Hélas, cet objectif n’a jamais été atteint, toutes les compagnies aériennes privées créées ex nihilo préférant se concentrer sur les axes porteurs rodés par Air Zaïre plutôt que d’accepter d’exploiter parfois à fonds perdus sur certaines lignes déficitaires. Au fil des décennies, la carence des mesures incitatives n’a pas permis d’apporter les corrections nécessaires à toutes ces insuffisances notoires au point qu’à ce jour, les passagers sont contraints d’attendre plusieurs semaines, voire des mois avant de voir passer un avion de ligne.
La RD-Congo, aux dires des experts en aviation civile internationale, a besoin de plusieurs compagnies aériennes avec une flotte conséquente pour faciliter la mobilité des personnes ainsi que l’évacuation des biens et de la poste. A ce jour, point n’est besoin de décréter la fatwa contre certains opérateurs aériens qui détiennent pourtant des arguments solides en vue d’assurer une exploitation aérienne dans les normes de sécurité et de sûreté.

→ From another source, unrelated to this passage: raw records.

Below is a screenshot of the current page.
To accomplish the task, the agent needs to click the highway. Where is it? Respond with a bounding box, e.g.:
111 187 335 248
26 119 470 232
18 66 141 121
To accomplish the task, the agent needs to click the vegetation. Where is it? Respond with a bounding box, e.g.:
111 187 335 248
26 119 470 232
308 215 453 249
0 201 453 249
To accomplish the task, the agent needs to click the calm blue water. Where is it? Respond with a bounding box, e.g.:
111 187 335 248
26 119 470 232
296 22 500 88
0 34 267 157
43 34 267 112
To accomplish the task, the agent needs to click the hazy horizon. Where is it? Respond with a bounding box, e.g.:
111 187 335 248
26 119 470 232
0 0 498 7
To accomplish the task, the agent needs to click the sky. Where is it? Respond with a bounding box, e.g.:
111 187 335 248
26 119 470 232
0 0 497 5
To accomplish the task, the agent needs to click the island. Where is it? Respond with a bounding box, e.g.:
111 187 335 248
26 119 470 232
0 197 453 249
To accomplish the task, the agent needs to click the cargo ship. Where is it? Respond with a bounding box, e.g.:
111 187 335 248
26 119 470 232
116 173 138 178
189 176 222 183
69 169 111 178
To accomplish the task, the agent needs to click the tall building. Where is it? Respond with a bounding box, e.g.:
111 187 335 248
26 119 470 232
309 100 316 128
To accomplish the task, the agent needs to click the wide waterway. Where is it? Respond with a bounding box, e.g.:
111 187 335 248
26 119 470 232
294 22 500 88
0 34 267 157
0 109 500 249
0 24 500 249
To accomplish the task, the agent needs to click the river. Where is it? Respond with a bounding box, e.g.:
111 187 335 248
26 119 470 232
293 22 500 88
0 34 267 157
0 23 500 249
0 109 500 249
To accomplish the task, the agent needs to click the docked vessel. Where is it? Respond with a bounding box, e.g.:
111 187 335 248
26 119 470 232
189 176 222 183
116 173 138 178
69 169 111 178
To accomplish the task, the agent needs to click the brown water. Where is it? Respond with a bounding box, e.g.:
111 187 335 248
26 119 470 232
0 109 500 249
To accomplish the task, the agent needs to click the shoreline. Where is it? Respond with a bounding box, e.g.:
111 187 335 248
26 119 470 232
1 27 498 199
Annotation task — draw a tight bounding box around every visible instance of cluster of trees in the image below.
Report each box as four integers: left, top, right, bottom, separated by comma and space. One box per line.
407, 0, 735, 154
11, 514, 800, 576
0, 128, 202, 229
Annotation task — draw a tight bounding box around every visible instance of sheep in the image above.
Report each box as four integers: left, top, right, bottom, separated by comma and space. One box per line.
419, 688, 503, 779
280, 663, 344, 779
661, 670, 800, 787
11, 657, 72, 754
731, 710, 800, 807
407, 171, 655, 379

L’Airbus A321 ferait ombrage à certains concurrents
Ceci n’est un secret pour personne, dans les couloirs de la direction de FlyCAA, des langues se délient pour fustiger des interventions intempestives dans l’ombre de certaines autorités du pays qui auraient décidé d’interdire à cette compagnie l’exploitation des escales de Kisangani, Kindu, Mbandaka et Kisangani. Et pour cause? Le produit de FlyCAA, l’Airbus A321 ferait ombrage à certains concurrents qui risquent de voler à vide et alourdir davantage l’ardoise. Or, en ce moment, aucune compagnie aérienne ne peut accepter d’exploiter à perte sans l’intervention du gouvernement dont on connait le penchant.
Sous d’autres cieux, ce problème a longtemps été résolu. Les compagnies aériennes ont signé des accords pour former de grands groupes et faire ainsi ensemble face au marché en se soutenant mutuellement à travers la mutualisation des travaux de maintenance, de l’achat du carburant, de la coordination des vols et des tarifs, de la formation du personnel, etc. Chacune d’elle y trouve son compte. C’est du reste dans l’esprit de l’aviation qui est avant tout un  travail en chaîne où chaque maillon doit jouer pleinement son rôle. Cette philosophie n’est pas comprise en RD-Congo où chacun cherche à tirer la couverture de son côté malgré les faiblesses que comporte cette évolution archaïque en solo.
Il est temps que les autorités qui ont le transport aérien dans leurs attributions puissent se ressaisir et changer leur fusil d’épaule. Déjà, les transporteurs aériens battant pavillon RD-congolais sont exposés à la rude concurrence leur imposée par les compagnies aériennes africaines telles que South African Airways, Kenya Airways, Ethiopian Airlines et autres transporteurs sous régionaux qui viennent, sans contrepartie, pomper les passagers et le fret dans le marché intérieur du pays pendant que la réciprocité est quasi inexistante. Des tubes digestifs seraient remplis au détriment des caisses de l’Etat. Au moment où les droits de trafic sont distribués à qui mieux mieux aux compagnies étrangères, la moindre des choses serait l’application de l’arrêté du Maréchal Mobutu réglementant la libéralisation de l’espace aérien RD-congolais au profit des transporteurs privés du pays.